The forms of religion are inextricably interwoven with every event of the people’s lives. As the sailors pull at a heavy rope there are cries upon God and the Prophet for help, and as the rope begins to give to the strain, the long-drawn “Pray,” “Pray,” “Oh, God, Oh Prophet” gives place to a quicker chant, “God gives it, God gives it.” To the enquiry “Are you well?” the reply is “Praise be to God”; and if two travellers meet and one asks the other “Where are you going?” he receives the reply “To the Gate of Bountiful God,” after which the real errand may be discussed.

Just as “Inshaallah,” literally meaning “If God wills,” is really to be translated by a plain “Perhaps,” so this habitual use of the phraseology and ordinances of religion, instead of indicating a living ever present influence, is here, as everywhere, the mark of easy formalism[20].

Only in the higher peoples, and quite recently in history, is moral perfection regarded as essential to religious preeminence, and so we find that, in general, a popular saint is venerated for his miracle working, and his moral worth, if any, is totally forgotten. But I wish to insist that this disregard of the holy man’s morality is not a distinction of “savage” or “semi-heathen” men, but, shocking though it be, is common to all the lower moralities, of Europe or elsewhere, in the Middle Ages or the present time. I should explain also that until about seven years ago, when the first Arab shop-keeper settled in our village, the inhabitants did not know their prayers, the calls of the Muezzin or the performance of the worship known as “Mûled” described below. They called themselves Mohammedan, but knew nothing, and my friend the doctor says that the reply to his consolation to patients, “Well, you won’t have this pain in Paradise,” is often, “Who knows if there is a Paradise?”

On a sandy islet in the bay near my station, a spot of almost dreadful loneliness, is a shêkh’s tomb of the simpler kind. The grave itself is surrounded by stones set on edge and the large white shells of Tridacna, and by a sort of hedge of sticks, the longer at the head, which the pious decorate with rags[21]. A second enclosure of stones includes this and the remains of other graves, and the whole area is kept perfectly clean and sprinkled with pure white sand from the beach. The short broken sticks and decayed rags are not thrown away, but carefully taken down and laid aside.

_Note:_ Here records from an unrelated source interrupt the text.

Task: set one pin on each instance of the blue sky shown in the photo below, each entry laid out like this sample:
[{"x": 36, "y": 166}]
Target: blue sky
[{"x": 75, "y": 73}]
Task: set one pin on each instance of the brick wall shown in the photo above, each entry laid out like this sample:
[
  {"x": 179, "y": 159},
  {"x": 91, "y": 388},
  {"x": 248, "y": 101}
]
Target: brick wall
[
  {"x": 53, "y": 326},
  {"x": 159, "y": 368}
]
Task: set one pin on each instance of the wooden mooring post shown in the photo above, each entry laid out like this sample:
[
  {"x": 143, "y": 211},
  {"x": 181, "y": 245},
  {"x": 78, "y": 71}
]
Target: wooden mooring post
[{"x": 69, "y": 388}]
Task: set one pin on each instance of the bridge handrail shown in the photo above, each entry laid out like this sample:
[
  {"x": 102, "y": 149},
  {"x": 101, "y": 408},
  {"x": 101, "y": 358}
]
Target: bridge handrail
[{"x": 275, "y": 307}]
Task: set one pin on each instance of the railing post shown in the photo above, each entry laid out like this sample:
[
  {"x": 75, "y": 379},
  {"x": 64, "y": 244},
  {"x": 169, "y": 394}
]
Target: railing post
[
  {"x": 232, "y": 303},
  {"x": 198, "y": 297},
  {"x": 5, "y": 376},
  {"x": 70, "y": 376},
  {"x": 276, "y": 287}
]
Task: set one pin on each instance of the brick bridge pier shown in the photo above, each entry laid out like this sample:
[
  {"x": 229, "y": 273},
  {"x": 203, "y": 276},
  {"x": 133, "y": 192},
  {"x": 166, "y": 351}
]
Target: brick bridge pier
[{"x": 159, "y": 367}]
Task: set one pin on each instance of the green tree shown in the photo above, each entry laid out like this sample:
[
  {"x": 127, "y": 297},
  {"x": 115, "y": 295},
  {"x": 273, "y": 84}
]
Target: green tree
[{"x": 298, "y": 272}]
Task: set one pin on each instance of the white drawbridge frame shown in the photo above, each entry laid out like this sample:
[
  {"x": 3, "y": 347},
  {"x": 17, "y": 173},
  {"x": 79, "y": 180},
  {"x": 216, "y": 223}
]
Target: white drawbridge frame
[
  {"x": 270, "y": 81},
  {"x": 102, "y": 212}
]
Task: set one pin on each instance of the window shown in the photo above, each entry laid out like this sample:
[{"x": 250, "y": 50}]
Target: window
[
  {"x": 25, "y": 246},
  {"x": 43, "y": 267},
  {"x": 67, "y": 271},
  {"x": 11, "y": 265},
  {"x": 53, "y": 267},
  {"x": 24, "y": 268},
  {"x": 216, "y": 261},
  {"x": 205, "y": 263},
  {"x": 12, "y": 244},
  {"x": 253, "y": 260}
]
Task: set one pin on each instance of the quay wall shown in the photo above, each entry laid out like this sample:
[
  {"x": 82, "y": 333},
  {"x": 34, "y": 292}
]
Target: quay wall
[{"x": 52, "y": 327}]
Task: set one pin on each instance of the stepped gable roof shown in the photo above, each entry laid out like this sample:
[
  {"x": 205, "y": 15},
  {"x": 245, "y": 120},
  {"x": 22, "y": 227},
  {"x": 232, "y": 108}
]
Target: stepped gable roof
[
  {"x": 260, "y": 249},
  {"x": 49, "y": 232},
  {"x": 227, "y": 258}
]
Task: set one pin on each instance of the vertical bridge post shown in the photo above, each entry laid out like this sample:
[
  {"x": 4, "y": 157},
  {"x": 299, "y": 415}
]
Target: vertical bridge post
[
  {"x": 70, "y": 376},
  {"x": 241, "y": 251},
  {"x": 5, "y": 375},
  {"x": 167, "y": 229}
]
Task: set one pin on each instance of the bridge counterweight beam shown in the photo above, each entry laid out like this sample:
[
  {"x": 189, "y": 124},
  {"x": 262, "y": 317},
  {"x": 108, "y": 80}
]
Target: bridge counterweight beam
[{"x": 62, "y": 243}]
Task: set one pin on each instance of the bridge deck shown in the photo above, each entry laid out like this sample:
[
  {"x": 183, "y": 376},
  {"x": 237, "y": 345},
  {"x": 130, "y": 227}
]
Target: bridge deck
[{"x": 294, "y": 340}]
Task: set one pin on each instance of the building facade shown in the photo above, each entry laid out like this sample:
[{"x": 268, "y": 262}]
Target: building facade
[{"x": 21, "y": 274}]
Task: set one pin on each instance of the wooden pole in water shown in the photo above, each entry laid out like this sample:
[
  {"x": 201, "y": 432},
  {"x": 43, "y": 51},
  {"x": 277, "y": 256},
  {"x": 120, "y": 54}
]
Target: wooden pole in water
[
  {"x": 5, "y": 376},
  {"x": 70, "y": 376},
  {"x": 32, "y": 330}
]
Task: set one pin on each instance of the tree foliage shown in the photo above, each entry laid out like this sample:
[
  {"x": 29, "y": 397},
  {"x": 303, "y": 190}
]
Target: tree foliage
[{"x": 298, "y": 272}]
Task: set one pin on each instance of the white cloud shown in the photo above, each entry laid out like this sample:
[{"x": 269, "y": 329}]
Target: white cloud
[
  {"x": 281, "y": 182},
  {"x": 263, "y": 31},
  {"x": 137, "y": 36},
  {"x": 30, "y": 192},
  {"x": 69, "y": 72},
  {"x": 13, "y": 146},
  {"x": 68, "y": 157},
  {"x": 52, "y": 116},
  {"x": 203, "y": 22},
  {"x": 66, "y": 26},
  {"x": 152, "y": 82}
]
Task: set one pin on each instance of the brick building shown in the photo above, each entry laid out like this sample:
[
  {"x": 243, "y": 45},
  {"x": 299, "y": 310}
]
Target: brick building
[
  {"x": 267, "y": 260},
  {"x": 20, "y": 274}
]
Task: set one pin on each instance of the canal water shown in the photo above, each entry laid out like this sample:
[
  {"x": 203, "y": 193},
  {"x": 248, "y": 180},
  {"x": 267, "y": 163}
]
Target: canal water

One is naturally interested to enquire who the Shêkh was in life, and what qualities are considered as meriting so much posthumous honour, and conferring the power of intercession with God. Strange to say, no one knows anything excepting that his name was Sad, the prevailing idea seeming to be that, since his usefulness and power began after his burial, there is no reason to be interested in who he was, and what he did, in life. Even after death but one miracle is vaguely recorded, viz. that a certain man attempted to steal some pearl shells which had been deposited at the grave, and so placed under the Shêkh’s charge. The thief was punished by the loss of his hand, but whether by paralysis, or through the agency of a shark when he was diving, my informants neither knew nor cared. “It was something of that sort” was all they would say. And yet I believe that the dead Shêkhs are more thought of as practical help in time of trouble than either God or the Prophet.